Loving High-Tech--and Privacy, Too

The Heartland Monitor Poll finds Americans ambivalent about how much their lives rely on the digital world.


Digital technology now dominates how many Americans interact with the world: how people get their news, talk with loved ones, and how they work.

The most recent Allstate/National Journal Heartland Monitor poll looked at the impact the digital revolution has had on Americans' lives. When it comes to whether technology has had a vast impact, the answer is overwhelmingly yes.

Thirty-nine percent of respondents said that the ability to access information from anywhere was the best thing that technology has done for them, even better than the ease of working outside of the office and staying in touch through social media. Two of the most visible ways that technology has permeated American culture—online shopping and entertainment-streaming services—were amenities Americans cared much less about.

Maria Cruz, who is an 18-year-old student born in the Dominican Republic, thinks that technology has made getting an education and a job just a little easier. “It’s helped me do homework and network with people when it comes to my career,” she said. She also uses Skype and social media apps like WhatsApp, to connect with friends internationally.

Even though older generations appeared to be a slightly less excited about the Internet, many appreciate the opportunity it gives them for continued learning. Mikki Telesco, from California, says that she embraces the Internet despite the fact that she considers herself “Internet-illiterate.” After retiring from the garden department at Home Depot, Telesco still uses the Internet for finding recipes, looking up insects that infect her plot of home-grown tomatoes, and learning how to de-skunk her dog. “It’s like opening up an encyclopedia that’s got everything in the world right there at your fingertips. You can look up anything to do with anything.”
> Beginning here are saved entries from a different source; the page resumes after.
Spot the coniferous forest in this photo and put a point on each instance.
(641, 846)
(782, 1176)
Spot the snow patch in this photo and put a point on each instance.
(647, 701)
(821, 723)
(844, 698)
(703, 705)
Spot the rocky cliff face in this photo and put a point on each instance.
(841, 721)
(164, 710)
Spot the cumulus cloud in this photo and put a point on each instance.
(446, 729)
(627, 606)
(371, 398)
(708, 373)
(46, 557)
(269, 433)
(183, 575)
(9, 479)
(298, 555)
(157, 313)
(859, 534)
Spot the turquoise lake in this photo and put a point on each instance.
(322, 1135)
Despite the fact that a majority of Americans say that the Internet and the advancements that followed have improved their lives, there was one thing they were resoundingly negative about: the loss of their privacy.
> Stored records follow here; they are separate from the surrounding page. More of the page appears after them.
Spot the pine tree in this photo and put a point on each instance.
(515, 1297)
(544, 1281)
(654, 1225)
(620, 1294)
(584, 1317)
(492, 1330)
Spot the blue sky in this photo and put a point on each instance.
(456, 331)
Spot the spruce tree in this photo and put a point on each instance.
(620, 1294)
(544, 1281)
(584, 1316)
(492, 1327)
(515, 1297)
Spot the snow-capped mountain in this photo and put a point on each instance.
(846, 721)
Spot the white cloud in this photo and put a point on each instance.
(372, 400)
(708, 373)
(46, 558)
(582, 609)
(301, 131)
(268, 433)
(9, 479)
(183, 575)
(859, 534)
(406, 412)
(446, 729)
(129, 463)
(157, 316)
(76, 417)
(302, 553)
While tasks like shopping and keeping up on the news have become more convenient, many questioned whether technology brought the world to their doorstep at the cost of protecting their most essential information.

“There’s no way around it. There’s nothing private anymore unless you keep it in your brain,” Telesco told me. “I think anyone that is extremely intelligent can figure out a way to get into people’s stuff.“

When asked more specifically what effect this digital revolution has had on their privacy, only 17 percent were positive about it, while nearly half of overall respondents (44 percent) responded negatively. The remaining 34 percent had mixed feelings.

Older generations were more negative than the millennials, most of whom have come to age amidst a bevy of technological advancement. About a quarter of young adults aged 18-24 said that technology has was good for their privacy, while nearly half of all the older-age groups disagreed.

“I know that a lot of us millennials joke about ‘cyber fear’,” Erin Gainer, a 21-year-old student at Virginia Wesleyan College said. “I don’t want to say that older generations don’t understand, but I do think the Internet has its own culture, and there’s a lot of cultural context that you have to have been brought up in to fully comprehend.”

While Gainer agrees that millennials may be more entrenched in technology, she notes that they also understand the risks. She drew on instances of Internet fraud among her friends and public cyberbullying. “I think that the Internet can be just another platform for harassment in addition to such a great outlet for raising awareness for issues.”

Of the 1,000 Americans polled, the results of how people perceived their privacy generally trends more negatively than positively across income level, class, educational background, employment status, and political-party affiliation.

The only exception was nonwhite respondents. While 47 percent of white respondents said technology had harmed their privacy, black men and women were most likely to say technology had improved it. Overall, 29 percent of black Americans were positive when it came to feelings about their privacy in the digital age.

So even as Americans become more and more reliant on technology, it seems that most remain wary of its potential for harm.